House Passes Legislation Prohibiting on Gender Transition Surgery for Minors


Lawmakers in the Live Free or Die state concluded that the motto does not apply to young transgender people, who will not be able to undergo elective gender transition surgery until they are 18 or older.

In a series of close votes Thursday, the House defeated proposals that would have helped transgender people and voted to join approximately 20 other states in prohibiting transgender surgery for anyone under the age of 18.

After nearly an hour of debate, the House approved House Bill 619, which prohibited the technique, by a vote of 188-175.

The House did pass an amendment that modified the bill while maintaining prohibiting medical operations on minors under the age of 18.

Proponents of the ban argue that there is insufficient proof that executing irreversible medical treatments on children is safe or has a positive outcome.

Rep. Erica Layon, R-Derry, said the Health and Human Services and Elderly Affairs Committee was advised by medical professionals that the operations are safe and successful, but no evidence was provided because no studies on persons under the age of 18 had been conducted.

She stated that the medical standards were altered 16 months ago to allow surgery on those under the age of 18, but that it was not an issue prior to that.

Layon stated that rather than trickling down, the new requirements have been adopted fast in an effort to help these children.

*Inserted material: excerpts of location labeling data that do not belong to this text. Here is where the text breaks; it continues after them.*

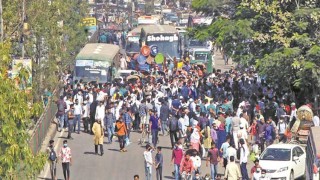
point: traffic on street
(146, 98)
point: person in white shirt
(244, 122)
(148, 162)
(100, 112)
(86, 115)
(123, 63)
(244, 153)
(242, 133)
(281, 128)
(231, 151)
(78, 97)
(316, 120)
(293, 111)
(77, 115)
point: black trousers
(66, 170)
(86, 124)
(121, 141)
(96, 148)
(159, 173)
(173, 134)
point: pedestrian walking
(70, 121)
(148, 162)
(86, 115)
(173, 124)
(109, 120)
(244, 153)
(213, 158)
(97, 130)
(154, 126)
(66, 159)
(177, 154)
(62, 106)
(159, 163)
(121, 131)
(52, 160)
(223, 150)
(232, 171)
(77, 115)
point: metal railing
(40, 129)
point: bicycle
(144, 134)
(186, 176)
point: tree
(16, 159)
(279, 37)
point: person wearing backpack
(173, 124)
(207, 140)
(243, 159)
(214, 158)
(52, 160)
(62, 106)
(281, 129)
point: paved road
(115, 165)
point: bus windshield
(132, 47)
(169, 49)
(201, 56)
(90, 70)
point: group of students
(199, 113)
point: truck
(312, 150)
(203, 57)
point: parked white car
(283, 161)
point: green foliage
(16, 159)
(276, 36)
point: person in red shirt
(254, 168)
(186, 166)
(177, 155)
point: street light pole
(23, 20)
(1, 23)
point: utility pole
(1, 23)
(23, 20)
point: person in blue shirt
(155, 125)
(159, 163)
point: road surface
(114, 165)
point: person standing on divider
(98, 136)
(70, 121)
(52, 160)
(65, 155)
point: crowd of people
(220, 117)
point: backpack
(239, 152)
(52, 155)
(173, 125)
(61, 106)
(134, 108)
(206, 133)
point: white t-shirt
(231, 152)
(148, 158)
(316, 121)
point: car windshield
(132, 47)
(170, 49)
(201, 56)
(196, 43)
(275, 154)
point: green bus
(96, 62)
(202, 56)
(165, 37)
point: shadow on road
(47, 178)
(92, 153)
(116, 150)
(168, 177)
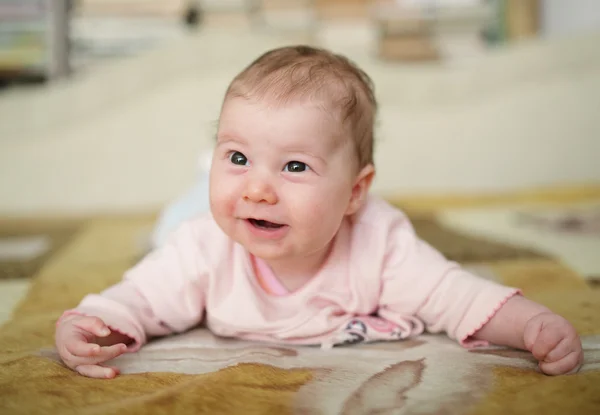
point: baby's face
(281, 177)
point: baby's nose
(259, 190)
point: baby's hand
(76, 338)
(554, 342)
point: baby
(295, 250)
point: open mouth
(264, 224)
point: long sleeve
(419, 282)
(163, 294)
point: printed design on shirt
(366, 329)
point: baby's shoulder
(203, 233)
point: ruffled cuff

“But we need to wait, we need to pause,” she went on to say. “Is it OK to tell parents the procedure is safe and effective if there is no data?”

Others, however, claim that the treatment is rarely performed on anyone under the age of 20 who has undergone significant therapy, hormone therapy, and lived as their desired sexual orientation for a year.

Rep. Gerri Cannon, D-Somersworth, said she had the treatment as an older adult and was interviewed by three doctors who wanted to be sure it was what she wanted to do.

She noted that there are many good health care providers in New Hampshire who use the best available equipment and that processes are constantly improving to be more effective and efficient.

“This is not about surgery, but about why we are considering putting medical processes into New Hampshire law that is constantly changing,” Cannon went on to say, “and (medical providers) are constantly learning new ways to care for patients and new techniques.”

She stated that the bill is unlike anything the legislature has done before since it will necessitate ongoing monitoring and revisions in the law when changes in the area occur.

“It is not right for New Hampshire, it is not right for the transgender community,” Cannon went on to say. “I hope young people do not take this message badly, I am concerned about the health of many young transgender people.”

The bill is now sent to the Senate, where it is expected to pass as well.

House Bill 396, which empowers the state to recognize and separate persons based on their biological sex in three areas: public restrooms, sports, and correctional institutions, was also adopted by the House.

House Passes Legislation Prohibiting on Gender Transition Surgery for Minors

Rep. Bob Lynn, R-Pelham, said the separation is permitted under federal law in some circumstances, such as college athletics, where the separate but equal doctrine applies, and with privacy rights, such as in a public restroom.

Others, however, claimed that the bill was a step back from the civil rights that a Republican-controlled legislature and governor tried to enshrine just five years ago.

Rep. Shelley Devine, D-Nashua, said the bill would erase the previous legislature’s efforts to combat gender discrimination.

“This is a step back,” she went on to say, “and you risk fostering discrimination.”

Others contended that biological sex was not specified, which would allow people to discriminate based on gender, as has happened in Texas.

However, Lynn stated that if you presented that argument, a judge would laugh you out of court because courts and individuals make these decisions all the time.

“Of course, you can make these decisions that make sense for privacy protection and safety reasons,” Lynn went on to say.

The bill was approved by a vote of 192 to 184.

House Bill 264, which would have made it simpler for transgender people to change their gender on birth certificates, was defeated by a vote of 191-185.

The current procedure necessitates a court order, whereas the measure would have permitted the modification with the consent of a medical provider.

The original birth certificate, as well as other public records indicating the individual’s sexual orientation, would be kept.

House Bill 368, which would have protected parents of children under the age of 18 who had gender-altering surgery in New Hampshire, as well as health care providers, was killed by the House.

Some states, like Texas, want medical records from other states for transgender treatments performed on adolescents in order to pursue child abuse charges against the parents or providers.

Opponents of the law claimed it would convert New Hampshire into a sanctuary state for youngsters undergoing the surgery.

However, supporters claim that it safeguards privacy and parental rights.

The bill was defeated by a vote of 188-186.